「何のために会社来てるかなあ、俺ってだれかなあ、っていう気分になるんですよ」
マネージャーさんの話で、印象に残った言葉。
「1日会社にいて、みんなが話しかけてくるのを聴いてたら1日終わってしまった。俺、きょう仕事したんだろうか」
「そうそう。営業から久しぶりに帰って社内にいたら、社長をはじめみんなが話しかけてくる。仕事らしい仕事が何ひとつできてない。
俺って本当、だれなんだろうか」
いやいや、あなたはちゃんとあなたですよ。
笑ってしまってはいけません。たぶん、彼らはマネージャーとして期待される役割を人一倍ちゃんと果たしているんです。
でも、マネージャーになる前は、プレーヤーとして立派に「できる人」だった彼らにとって、ひとの話を聴いてやって人の問題解決を手伝ってやって、というのは、仕事してる実感が薄くなるでしょう。
以前、初めてマネージャーになった知人が
「仕事の中身としては現役時代と比べてすごく薄い。でも24時間つねに責任がある。昼食をとってようと夜間だろうと、責任はつねについて回る。熟睡できない。

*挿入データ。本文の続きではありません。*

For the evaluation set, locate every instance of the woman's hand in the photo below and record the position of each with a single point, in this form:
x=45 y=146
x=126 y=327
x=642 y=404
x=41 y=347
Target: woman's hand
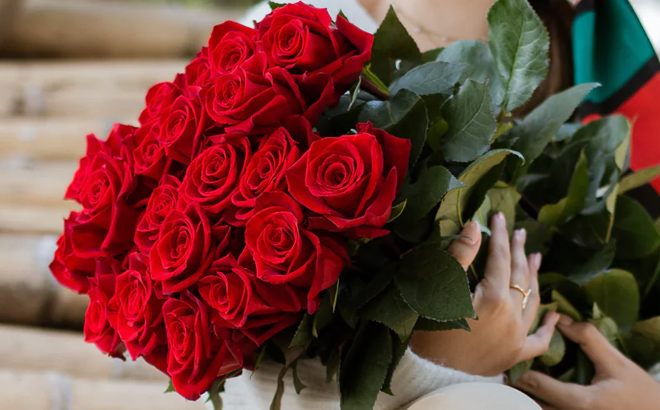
x=499 y=338
x=619 y=384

これが、歳をとって相応の責任を引き受けるってことなんだろうか」
と、言っていたことを思い出し。
「自分であって自分でない」という感覚は、この年代のこのポジションの人につきものなのでしょう。
でも、いいのです。
そこで、
「あなたは『自分力』を伸ばして、もっと『自分らしさ』を発揮しなさい」
と言うことは、うちのNPOの趣旨ではありません。
おそらく、「自分」が少しぼやけた色になって、半ば透明になって、「他人」との境目がはっきりしなくなる、みたいな不確かな感覚は、もしあってもそういうものとして受容していくしかないのでしょう。その役割にいる限り。
だからといって
「その状態を耐えなさい」
「他人のための自分に徹しなさい」
などと「上から」説教することもないし、
私たちができることは、ただその立場の人同士、リラックスして話し合う場をつくってあげて、
「自分だけじゃないんだ」
と安心させてあげる、ぐらいであります。
ともあれ、そういう不確かな感覚を言葉にし、半ばあきらめているマネージャーさん方は、可愛らしい存在ではあります。
この問題については、正田は根源的な解決策をもっているわけではないので、この日記の文も歯切れがわるいです。